The majestic kingdom of the divine presence; we call this Asher

Bring an Offering Mystics say every new moon can be a mini-Day of Atonement, Attunement, At-one-ment. But to get the blessing of a clean slate, of a clear mind, of a new beginning blessed with auspiciousness and fulfillment, one must come before the altar (in one's heart) with a genuine offering.

Scripture details several types of acceptable offerings before the divine: thanks-giving offerings, peace offerings, fire offering (tapas, the burning of self–discipline and suffering offered up), free will offerings, sin offerings, guilt offerings and wave offerings (waving light and incense before the altar; waving tree branches under the heavens).

To walk away with an empowering blessing that's lasting, one must be willing to dig deep and find some old sleazy habit of mind that's been running it's tape loop for some time now; take full responsibility for that -- which is copping to it (without adding any self put-down); and bring that as an offering. Yes, the sages say God doesn't want your good stuff; bring God your not nice stuff.


Does God really want your sleazy stuff?
I personally don't think God "wants" anything. However that transcendent consciousness seems to interact with our less illumined selves according to certain recognizable and dependable laws of the universe. Somehow, by being "willing" to look at our own junk and cop to it 100% and offer it up – lo, it turns inside out.
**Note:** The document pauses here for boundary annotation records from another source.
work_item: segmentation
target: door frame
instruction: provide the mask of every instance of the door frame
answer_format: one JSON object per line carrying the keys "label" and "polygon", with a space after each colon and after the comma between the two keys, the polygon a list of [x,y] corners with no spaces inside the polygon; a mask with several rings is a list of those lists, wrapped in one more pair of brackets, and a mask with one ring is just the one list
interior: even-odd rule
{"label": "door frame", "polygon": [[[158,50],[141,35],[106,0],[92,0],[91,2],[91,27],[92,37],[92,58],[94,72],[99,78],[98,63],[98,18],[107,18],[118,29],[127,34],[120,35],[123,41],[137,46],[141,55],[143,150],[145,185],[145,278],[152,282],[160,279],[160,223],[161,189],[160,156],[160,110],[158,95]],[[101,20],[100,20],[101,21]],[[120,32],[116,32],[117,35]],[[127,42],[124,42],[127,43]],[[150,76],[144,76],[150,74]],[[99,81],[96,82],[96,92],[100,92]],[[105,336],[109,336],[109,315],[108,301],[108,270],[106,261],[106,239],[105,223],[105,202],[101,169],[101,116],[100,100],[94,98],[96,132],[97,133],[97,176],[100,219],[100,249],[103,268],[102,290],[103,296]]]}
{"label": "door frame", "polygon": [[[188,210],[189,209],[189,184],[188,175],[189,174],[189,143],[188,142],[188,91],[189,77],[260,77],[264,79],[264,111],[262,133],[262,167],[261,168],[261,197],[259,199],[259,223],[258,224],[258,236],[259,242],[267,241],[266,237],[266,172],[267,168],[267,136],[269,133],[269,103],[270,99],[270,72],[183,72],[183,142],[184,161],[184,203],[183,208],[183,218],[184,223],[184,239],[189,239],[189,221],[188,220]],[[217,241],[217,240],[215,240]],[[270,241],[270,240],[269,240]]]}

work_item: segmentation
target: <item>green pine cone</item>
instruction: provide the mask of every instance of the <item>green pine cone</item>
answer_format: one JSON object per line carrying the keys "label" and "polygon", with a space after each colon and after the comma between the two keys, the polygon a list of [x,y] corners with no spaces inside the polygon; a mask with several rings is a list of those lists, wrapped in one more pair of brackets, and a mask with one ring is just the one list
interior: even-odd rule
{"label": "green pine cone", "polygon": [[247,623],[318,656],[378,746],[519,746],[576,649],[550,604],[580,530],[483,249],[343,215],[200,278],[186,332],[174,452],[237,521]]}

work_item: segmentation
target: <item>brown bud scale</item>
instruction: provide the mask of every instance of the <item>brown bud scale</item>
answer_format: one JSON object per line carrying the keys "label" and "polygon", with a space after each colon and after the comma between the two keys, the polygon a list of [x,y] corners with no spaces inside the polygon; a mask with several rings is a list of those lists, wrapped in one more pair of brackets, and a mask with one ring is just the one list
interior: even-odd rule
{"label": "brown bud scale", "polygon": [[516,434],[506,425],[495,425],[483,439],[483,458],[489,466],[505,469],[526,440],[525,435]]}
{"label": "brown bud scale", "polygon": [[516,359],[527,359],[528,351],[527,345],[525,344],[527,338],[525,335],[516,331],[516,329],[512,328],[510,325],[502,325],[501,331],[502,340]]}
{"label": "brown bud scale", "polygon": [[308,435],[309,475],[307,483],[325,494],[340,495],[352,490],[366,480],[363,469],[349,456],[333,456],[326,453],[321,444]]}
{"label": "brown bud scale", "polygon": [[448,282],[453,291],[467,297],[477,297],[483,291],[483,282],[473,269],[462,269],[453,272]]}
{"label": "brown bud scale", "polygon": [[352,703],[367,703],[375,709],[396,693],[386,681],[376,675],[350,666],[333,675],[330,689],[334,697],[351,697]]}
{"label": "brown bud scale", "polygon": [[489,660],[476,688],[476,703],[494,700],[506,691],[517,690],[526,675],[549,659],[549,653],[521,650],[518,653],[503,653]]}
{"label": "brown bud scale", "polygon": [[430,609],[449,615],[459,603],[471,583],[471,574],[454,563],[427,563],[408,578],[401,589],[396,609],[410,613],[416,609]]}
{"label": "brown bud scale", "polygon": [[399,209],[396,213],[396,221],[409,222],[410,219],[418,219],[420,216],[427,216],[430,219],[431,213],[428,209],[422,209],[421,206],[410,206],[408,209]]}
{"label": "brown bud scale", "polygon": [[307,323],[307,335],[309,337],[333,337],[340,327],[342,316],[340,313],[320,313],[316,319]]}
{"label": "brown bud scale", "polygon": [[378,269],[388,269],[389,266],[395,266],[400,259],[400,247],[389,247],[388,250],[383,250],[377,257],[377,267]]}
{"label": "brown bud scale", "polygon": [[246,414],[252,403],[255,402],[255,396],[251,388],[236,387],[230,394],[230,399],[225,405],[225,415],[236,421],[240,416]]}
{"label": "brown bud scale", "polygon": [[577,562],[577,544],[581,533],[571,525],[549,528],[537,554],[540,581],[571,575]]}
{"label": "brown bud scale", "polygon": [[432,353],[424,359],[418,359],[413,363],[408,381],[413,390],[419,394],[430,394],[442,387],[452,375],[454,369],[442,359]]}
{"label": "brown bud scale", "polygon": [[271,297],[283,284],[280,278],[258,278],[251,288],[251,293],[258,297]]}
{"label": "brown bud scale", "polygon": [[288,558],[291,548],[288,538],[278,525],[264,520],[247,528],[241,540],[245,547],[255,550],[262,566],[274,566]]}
That's when we say, God has accepted our offering and we've been given a blessing.

By uncovering one of our foolish attitudes from the past (the sleazy stuff); seeing it for what it is and taking responsibility for it (not blaming Mom or Dad, or the government or the culture we're in, or our gender. or our race or our religion), that itself is a genuine act of honesty and power. And that itself brings a blessing. (Yes, God wants your sleazy stuff.)

And when we get a blessing, we feel good; we feel high -- for a day or so usually; then it often slides back into the trees again ...

Unless ...
we're willing to "be" that blessing out in the world. To walk the talk, to stand up and be counted -- no matter what it may look like to others, no matter what we may look like.

That is, it takes courage to go uncover some sleazy stuff from the past, cop to it and offer it up. And it takes courage to receive the blessing deeply and walk the talk of the blessing, "to be that" in the world on-goingly. Then it's not just a two day high; it's a lifetime high.